STEAM education is an approach to learning that focuses on Science, Technology, Engineering, Art and Mathematics. It aims to develop inquiry skills and critical thinking and to prepare children for our fast-paced, modern world.

Our society today is driven by these subjects, every day we see advances in the fields of technology and science. If we can spark children’s curiosity in these areas early we will grow innovators, young people with high order abilities that are well equipped to deal with the 21st century.

 I want to focus on the area of science, it has always been one of my passions and in my opinion is definitely one of the most exciting subjects to teach to small children.  So how do I spark this curiosity I hear you ask? There are so many opportunities for teaching science that occur on a daily basis. Young children are naturally curious so it is important to use this as the foundation. When your child stops and shows an interest in something, allow them to observe and explore. They may be observing a bee landing on a flower or watching you combine ingredients to bake a cake. Through allowing them to observe, ask questions and reflect you will support them in developing an understanding of the world around them.

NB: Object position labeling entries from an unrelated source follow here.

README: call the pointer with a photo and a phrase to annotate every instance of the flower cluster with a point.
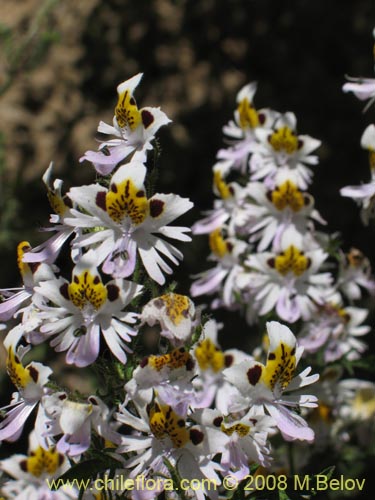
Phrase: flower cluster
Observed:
(168, 403)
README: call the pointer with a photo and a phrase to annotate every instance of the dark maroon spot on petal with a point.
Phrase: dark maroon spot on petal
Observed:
(158, 303)
(190, 364)
(144, 362)
(64, 291)
(147, 118)
(253, 374)
(113, 292)
(34, 266)
(228, 360)
(306, 200)
(217, 421)
(196, 436)
(229, 246)
(156, 207)
(23, 465)
(261, 118)
(100, 200)
(34, 374)
(271, 262)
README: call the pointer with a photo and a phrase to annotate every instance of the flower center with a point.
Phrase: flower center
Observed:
(280, 366)
(248, 115)
(126, 200)
(287, 195)
(20, 376)
(174, 359)
(177, 307)
(86, 289)
(284, 139)
(209, 356)
(126, 111)
(241, 429)
(218, 245)
(41, 461)
(164, 422)
(222, 187)
(291, 260)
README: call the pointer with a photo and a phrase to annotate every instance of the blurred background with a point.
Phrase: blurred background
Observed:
(60, 63)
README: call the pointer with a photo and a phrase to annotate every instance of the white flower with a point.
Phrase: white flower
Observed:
(362, 88)
(289, 281)
(49, 250)
(228, 208)
(73, 423)
(82, 310)
(30, 381)
(283, 155)
(273, 211)
(32, 274)
(364, 194)
(160, 434)
(241, 131)
(262, 387)
(354, 274)
(176, 315)
(226, 252)
(133, 128)
(34, 472)
(247, 440)
(126, 222)
(211, 361)
(337, 330)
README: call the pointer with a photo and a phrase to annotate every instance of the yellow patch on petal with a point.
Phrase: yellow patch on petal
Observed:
(288, 195)
(280, 366)
(209, 356)
(291, 260)
(126, 200)
(164, 422)
(177, 307)
(87, 288)
(284, 139)
(43, 461)
(174, 359)
(126, 111)
(248, 115)
(371, 159)
(217, 243)
(57, 202)
(24, 268)
(364, 402)
(241, 429)
(20, 376)
(222, 187)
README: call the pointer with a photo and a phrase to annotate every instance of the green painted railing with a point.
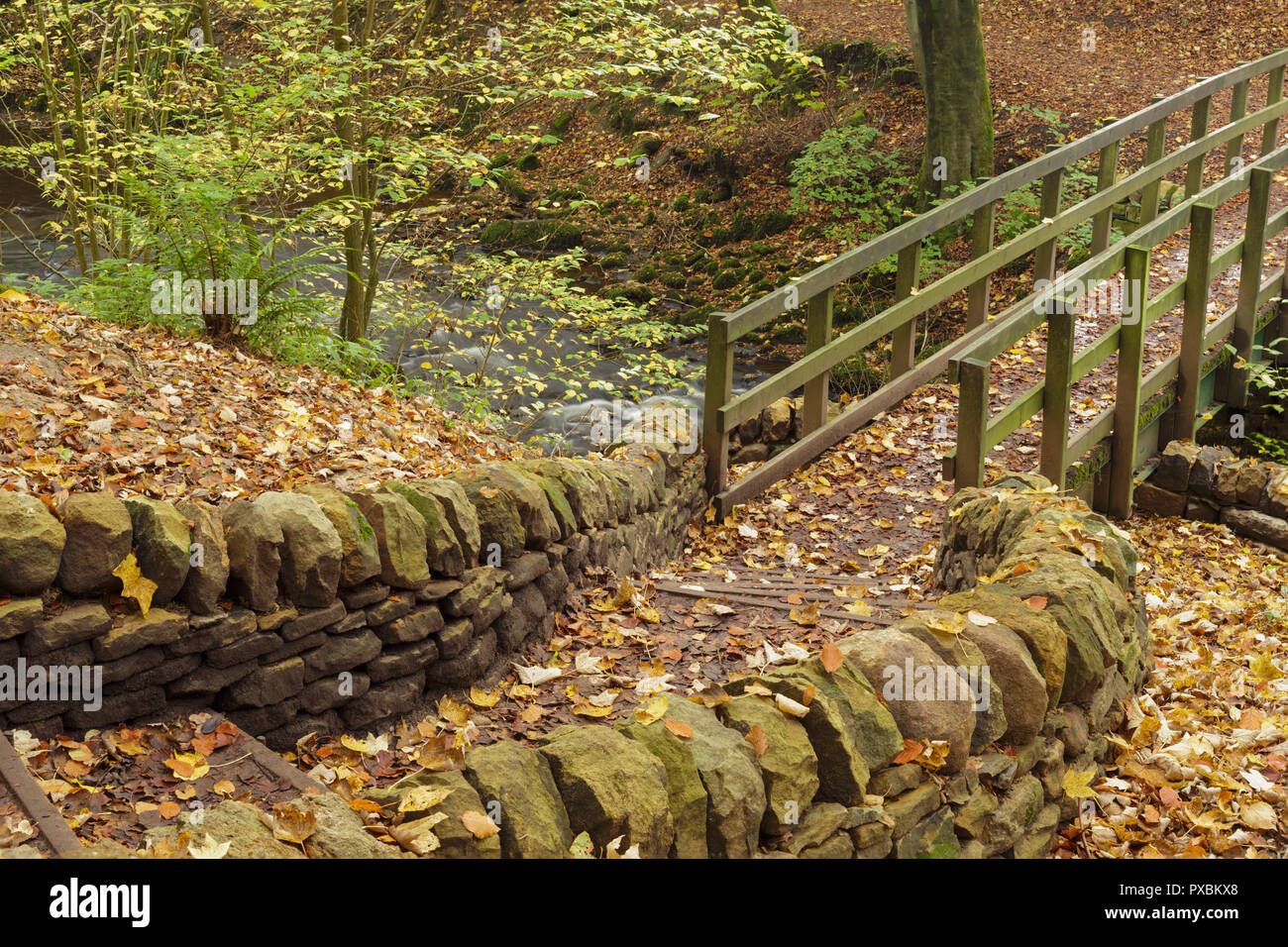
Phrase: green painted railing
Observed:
(984, 337)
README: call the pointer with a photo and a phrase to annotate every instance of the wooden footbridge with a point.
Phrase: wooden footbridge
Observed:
(1102, 460)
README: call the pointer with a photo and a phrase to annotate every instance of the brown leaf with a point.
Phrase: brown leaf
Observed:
(480, 825)
(911, 751)
(831, 657)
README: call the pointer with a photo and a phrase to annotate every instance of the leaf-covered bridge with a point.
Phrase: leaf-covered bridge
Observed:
(1104, 458)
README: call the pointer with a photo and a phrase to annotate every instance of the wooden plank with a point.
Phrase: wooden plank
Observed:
(1055, 394)
(1274, 93)
(1197, 292)
(35, 802)
(840, 427)
(715, 440)
(1155, 146)
(1249, 281)
(818, 333)
(1127, 394)
(983, 232)
(1237, 110)
(971, 423)
(1198, 129)
(903, 343)
(1103, 223)
(1005, 331)
(1048, 209)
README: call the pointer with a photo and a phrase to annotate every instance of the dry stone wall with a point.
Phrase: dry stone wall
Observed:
(321, 609)
(822, 758)
(1215, 486)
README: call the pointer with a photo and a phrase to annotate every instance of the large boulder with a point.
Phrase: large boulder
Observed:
(460, 513)
(849, 728)
(399, 536)
(1013, 669)
(442, 548)
(533, 821)
(99, 536)
(310, 548)
(885, 657)
(207, 577)
(1042, 637)
(962, 657)
(540, 526)
(452, 838)
(688, 797)
(163, 545)
(789, 763)
(735, 789)
(360, 554)
(254, 561)
(610, 787)
(501, 531)
(31, 544)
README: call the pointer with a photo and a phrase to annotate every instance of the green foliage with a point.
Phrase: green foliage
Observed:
(859, 187)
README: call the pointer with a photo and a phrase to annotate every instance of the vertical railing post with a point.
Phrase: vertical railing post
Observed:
(715, 441)
(983, 231)
(1199, 120)
(1274, 93)
(1198, 275)
(1131, 348)
(1103, 223)
(971, 421)
(1056, 386)
(1155, 146)
(1048, 206)
(903, 342)
(1280, 322)
(1249, 282)
(818, 333)
(1237, 110)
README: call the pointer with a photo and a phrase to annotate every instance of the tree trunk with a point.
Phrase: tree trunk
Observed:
(948, 46)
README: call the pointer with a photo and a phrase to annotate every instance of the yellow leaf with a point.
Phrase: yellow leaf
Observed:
(679, 728)
(134, 583)
(480, 825)
(805, 616)
(294, 825)
(651, 711)
(1078, 785)
(831, 657)
(945, 622)
(423, 797)
(188, 766)
(1263, 668)
(1260, 815)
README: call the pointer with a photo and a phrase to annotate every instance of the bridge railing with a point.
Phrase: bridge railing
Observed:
(1172, 398)
(984, 335)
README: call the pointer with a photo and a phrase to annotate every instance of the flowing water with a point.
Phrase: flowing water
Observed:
(529, 363)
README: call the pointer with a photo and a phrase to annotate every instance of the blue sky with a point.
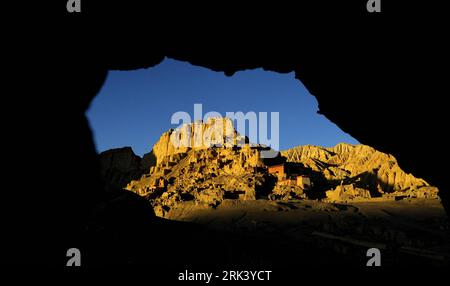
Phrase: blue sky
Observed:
(134, 108)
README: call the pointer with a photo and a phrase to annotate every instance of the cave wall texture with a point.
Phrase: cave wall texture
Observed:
(379, 77)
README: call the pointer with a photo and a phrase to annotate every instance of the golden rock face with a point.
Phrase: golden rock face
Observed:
(357, 168)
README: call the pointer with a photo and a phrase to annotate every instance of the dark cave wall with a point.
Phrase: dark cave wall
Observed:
(373, 75)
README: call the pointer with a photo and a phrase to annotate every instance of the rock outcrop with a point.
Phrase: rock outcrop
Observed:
(119, 166)
(348, 169)
(206, 163)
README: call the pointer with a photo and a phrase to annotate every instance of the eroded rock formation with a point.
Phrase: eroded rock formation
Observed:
(205, 163)
(351, 170)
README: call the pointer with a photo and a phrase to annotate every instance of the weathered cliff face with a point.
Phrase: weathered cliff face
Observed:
(119, 166)
(360, 166)
(206, 166)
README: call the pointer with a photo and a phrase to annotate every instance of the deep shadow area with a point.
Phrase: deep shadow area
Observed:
(381, 86)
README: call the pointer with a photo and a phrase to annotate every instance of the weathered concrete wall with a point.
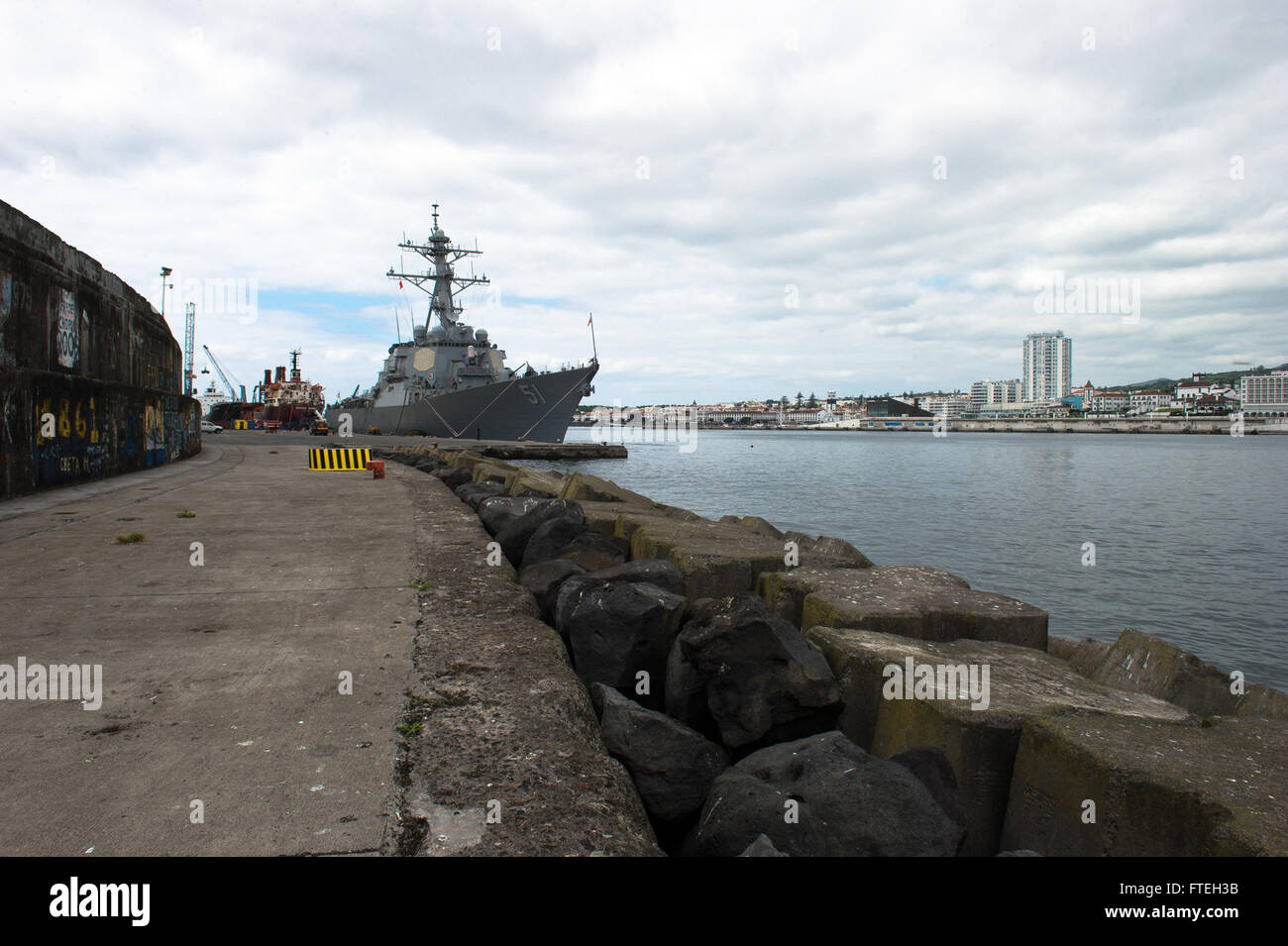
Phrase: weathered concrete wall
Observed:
(80, 345)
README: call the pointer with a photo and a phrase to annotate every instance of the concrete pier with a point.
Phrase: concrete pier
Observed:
(224, 726)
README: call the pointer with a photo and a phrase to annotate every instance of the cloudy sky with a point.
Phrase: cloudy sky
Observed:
(752, 198)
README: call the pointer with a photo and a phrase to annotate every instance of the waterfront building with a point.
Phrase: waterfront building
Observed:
(947, 404)
(1108, 402)
(1047, 367)
(1144, 402)
(1263, 395)
(893, 407)
(988, 394)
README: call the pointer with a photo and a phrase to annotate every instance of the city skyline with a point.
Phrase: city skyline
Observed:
(807, 190)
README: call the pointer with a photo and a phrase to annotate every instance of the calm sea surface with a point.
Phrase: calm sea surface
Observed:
(1189, 532)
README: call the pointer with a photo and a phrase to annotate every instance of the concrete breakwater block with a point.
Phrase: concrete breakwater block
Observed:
(979, 731)
(905, 600)
(1159, 789)
(761, 527)
(1141, 663)
(1083, 656)
(583, 486)
(1263, 700)
(1147, 665)
(541, 481)
(716, 559)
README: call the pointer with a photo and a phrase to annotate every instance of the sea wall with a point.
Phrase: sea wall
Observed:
(781, 693)
(90, 376)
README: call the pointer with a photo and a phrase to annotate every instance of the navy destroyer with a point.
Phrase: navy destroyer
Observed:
(451, 379)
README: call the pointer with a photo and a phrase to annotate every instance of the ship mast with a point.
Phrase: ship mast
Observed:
(438, 282)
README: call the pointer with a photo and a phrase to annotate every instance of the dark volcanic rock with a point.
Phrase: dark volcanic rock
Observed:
(616, 630)
(763, 847)
(657, 572)
(454, 476)
(848, 804)
(544, 580)
(500, 511)
(595, 553)
(515, 536)
(552, 537)
(673, 766)
(475, 493)
(738, 671)
(935, 773)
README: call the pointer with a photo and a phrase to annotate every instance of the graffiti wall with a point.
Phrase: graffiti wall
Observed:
(89, 372)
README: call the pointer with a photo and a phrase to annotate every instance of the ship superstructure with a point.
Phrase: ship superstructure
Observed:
(451, 378)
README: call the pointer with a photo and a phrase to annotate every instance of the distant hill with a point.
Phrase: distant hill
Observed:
(1163, 383)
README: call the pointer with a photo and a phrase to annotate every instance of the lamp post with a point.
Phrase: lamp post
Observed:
(165, 273)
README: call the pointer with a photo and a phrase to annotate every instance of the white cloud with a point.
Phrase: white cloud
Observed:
(294, 146)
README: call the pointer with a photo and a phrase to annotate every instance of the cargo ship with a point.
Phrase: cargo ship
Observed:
(281, 402)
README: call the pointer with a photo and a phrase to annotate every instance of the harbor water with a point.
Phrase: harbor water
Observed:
(1188, 533)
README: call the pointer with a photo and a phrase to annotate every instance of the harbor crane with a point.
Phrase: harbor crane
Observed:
(223, 376)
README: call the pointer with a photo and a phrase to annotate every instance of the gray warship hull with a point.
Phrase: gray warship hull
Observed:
(537, 407)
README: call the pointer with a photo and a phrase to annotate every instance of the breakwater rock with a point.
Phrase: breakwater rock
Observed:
(780, 693)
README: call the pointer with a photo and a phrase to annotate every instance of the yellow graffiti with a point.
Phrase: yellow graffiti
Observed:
(42, 409)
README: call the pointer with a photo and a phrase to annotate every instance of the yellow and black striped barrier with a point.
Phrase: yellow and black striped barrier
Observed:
(339, 459)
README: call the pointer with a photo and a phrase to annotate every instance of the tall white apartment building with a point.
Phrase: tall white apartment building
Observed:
(1047, 367)
(1265, 395)
(993, 394)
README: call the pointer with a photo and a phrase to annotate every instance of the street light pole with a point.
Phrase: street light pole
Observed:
(165, 271)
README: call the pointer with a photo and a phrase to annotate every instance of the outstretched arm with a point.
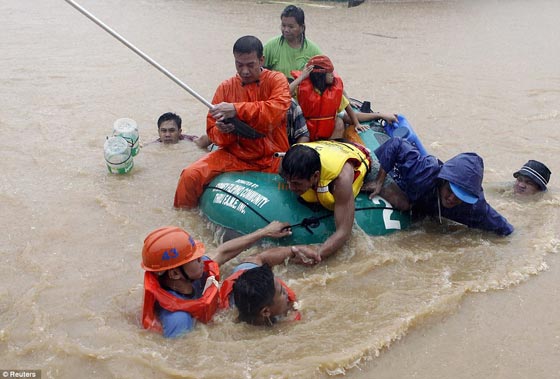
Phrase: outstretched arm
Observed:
(232, 248)
(277, 255)
(343, 212)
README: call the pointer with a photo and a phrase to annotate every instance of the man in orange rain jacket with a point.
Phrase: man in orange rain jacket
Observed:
(255, 96)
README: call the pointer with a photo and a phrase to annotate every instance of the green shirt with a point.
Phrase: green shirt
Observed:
(280, 56)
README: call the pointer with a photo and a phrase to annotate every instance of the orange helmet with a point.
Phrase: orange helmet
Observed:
(169, 247)
(320, 63)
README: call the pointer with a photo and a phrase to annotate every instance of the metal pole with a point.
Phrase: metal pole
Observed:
(140, 53)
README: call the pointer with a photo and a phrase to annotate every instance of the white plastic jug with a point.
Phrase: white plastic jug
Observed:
(127, 128)
(118, 155)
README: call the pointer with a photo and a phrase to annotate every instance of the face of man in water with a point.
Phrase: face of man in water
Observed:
(248, 66)
(280, 303)
(169, 132)
(194, 269)
(525, 186)
(448, 198)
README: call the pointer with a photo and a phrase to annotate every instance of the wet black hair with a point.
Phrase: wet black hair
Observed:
(300, 162)
(299, 15)
(252, 291)
(169, 117)
(248, 45)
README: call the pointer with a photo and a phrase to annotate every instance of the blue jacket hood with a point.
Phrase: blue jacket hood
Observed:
(465, 170)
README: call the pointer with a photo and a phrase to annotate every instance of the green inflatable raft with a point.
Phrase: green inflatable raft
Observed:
(245, 201)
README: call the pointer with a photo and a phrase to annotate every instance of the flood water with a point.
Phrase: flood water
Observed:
(431, 301)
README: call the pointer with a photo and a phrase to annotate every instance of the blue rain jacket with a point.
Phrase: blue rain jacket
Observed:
(418, 177)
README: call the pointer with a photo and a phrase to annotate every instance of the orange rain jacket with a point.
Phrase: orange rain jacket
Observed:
(263, 106)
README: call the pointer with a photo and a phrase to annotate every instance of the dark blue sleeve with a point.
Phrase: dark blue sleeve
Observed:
(415, 174)
(175, 324)
(480, 216)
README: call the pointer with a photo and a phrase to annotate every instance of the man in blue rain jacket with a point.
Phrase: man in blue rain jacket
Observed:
(452, 190)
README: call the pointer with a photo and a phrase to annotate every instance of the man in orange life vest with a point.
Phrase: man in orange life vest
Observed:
(320, 94)
(181, 283)
(255, 96)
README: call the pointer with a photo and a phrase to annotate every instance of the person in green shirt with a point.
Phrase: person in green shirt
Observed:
(291, 50)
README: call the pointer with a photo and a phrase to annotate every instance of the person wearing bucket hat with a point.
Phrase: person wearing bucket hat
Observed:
(451, 190)
(181, 281)
(532, 178)
(320, 94)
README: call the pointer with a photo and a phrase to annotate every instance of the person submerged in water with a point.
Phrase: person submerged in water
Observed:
(452, 190)
(532, 178)
(169, 129)
(180, 280)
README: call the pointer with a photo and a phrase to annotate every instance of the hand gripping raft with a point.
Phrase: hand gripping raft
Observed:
(241, 128)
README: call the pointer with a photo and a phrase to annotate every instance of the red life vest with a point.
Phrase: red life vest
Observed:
(227, 288)
(202, 308)
(319, 110)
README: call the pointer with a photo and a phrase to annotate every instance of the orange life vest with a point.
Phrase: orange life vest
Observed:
(202, 308)
(319, 110)
(227, 288)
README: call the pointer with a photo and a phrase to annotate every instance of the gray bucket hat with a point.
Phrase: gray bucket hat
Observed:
(536, 171)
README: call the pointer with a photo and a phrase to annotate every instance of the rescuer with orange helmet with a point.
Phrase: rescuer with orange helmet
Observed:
(181, 282)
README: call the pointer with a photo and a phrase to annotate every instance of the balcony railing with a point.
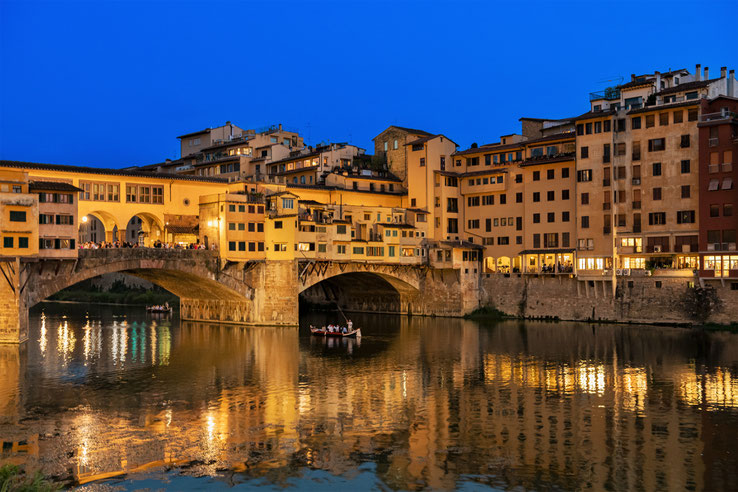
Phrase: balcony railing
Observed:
(721, 115)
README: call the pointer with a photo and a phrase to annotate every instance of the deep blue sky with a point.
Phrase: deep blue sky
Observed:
(113, 83)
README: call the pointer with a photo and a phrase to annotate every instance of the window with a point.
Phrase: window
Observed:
(131, 194)
(17, 216)
(584, 175)
(656, 144)
(157, 194)
(685, 217)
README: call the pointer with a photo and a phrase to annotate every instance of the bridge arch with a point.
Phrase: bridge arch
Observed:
(361, 286)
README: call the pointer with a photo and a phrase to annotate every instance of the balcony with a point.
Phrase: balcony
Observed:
(719, 116)
(609, 94)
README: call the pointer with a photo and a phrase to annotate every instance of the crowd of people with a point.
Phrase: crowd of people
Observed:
(157, 244)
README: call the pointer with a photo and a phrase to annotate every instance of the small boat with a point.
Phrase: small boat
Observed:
(159, 309)
(323, 332)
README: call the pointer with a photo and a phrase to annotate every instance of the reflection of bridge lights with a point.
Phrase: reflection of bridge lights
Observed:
(65, 340)
(42, 339)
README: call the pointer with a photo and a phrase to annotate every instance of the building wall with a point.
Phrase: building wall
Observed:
(655, 299)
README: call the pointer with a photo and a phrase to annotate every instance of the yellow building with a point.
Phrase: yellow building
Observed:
(19, 218)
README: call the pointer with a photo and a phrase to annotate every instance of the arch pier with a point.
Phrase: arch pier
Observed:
(263, 292)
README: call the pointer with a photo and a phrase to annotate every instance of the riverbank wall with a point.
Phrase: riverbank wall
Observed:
(657, 299)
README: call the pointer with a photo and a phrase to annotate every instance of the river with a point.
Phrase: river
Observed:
(114, 399)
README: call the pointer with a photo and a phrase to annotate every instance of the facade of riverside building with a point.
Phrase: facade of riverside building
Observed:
(639, 180)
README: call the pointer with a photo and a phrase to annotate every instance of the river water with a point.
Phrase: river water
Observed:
(114, 399)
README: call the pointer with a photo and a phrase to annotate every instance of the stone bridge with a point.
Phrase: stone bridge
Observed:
(262, 292)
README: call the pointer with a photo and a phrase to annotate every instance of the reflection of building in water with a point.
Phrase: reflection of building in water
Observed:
(575, 407)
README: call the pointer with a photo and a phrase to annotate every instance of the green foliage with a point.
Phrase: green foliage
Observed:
(699, 303)
(13, 478)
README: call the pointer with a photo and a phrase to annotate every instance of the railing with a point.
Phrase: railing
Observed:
(609, 94)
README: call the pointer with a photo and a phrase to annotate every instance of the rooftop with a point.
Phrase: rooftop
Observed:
(112, 172)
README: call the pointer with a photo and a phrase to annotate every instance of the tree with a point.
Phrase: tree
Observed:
(699, 303)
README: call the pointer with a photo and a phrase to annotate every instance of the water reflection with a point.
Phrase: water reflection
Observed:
(429, 403)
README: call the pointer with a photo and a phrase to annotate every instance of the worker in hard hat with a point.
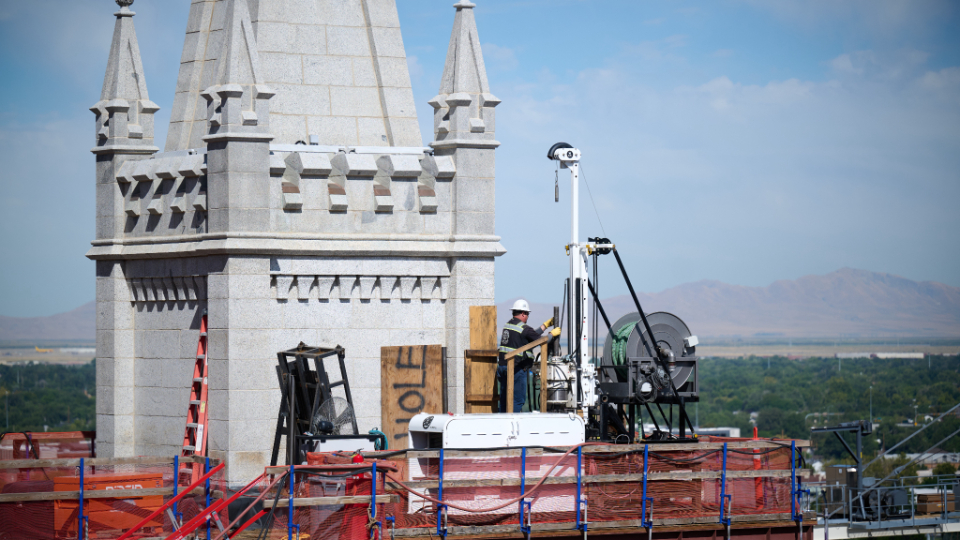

Another important way of developing science skills and knowledge is to plan hands on activities that allow children to explore and discover. These activities could include exploring whether objects sink or float, planting seeds and watching them grow, joining in with cooking activities or exploring shadows on a wall. Any activity that supports children to learn about the world around them and prompts them to ask questions about what is happening and why is science. In the words of Sally Ride (American engineer , physicist and astronaut and the first woman in space) ‘Science is fun, Science is curiosity’ and in my own words Science is all around us so let’s take our children’s hands and jump in!.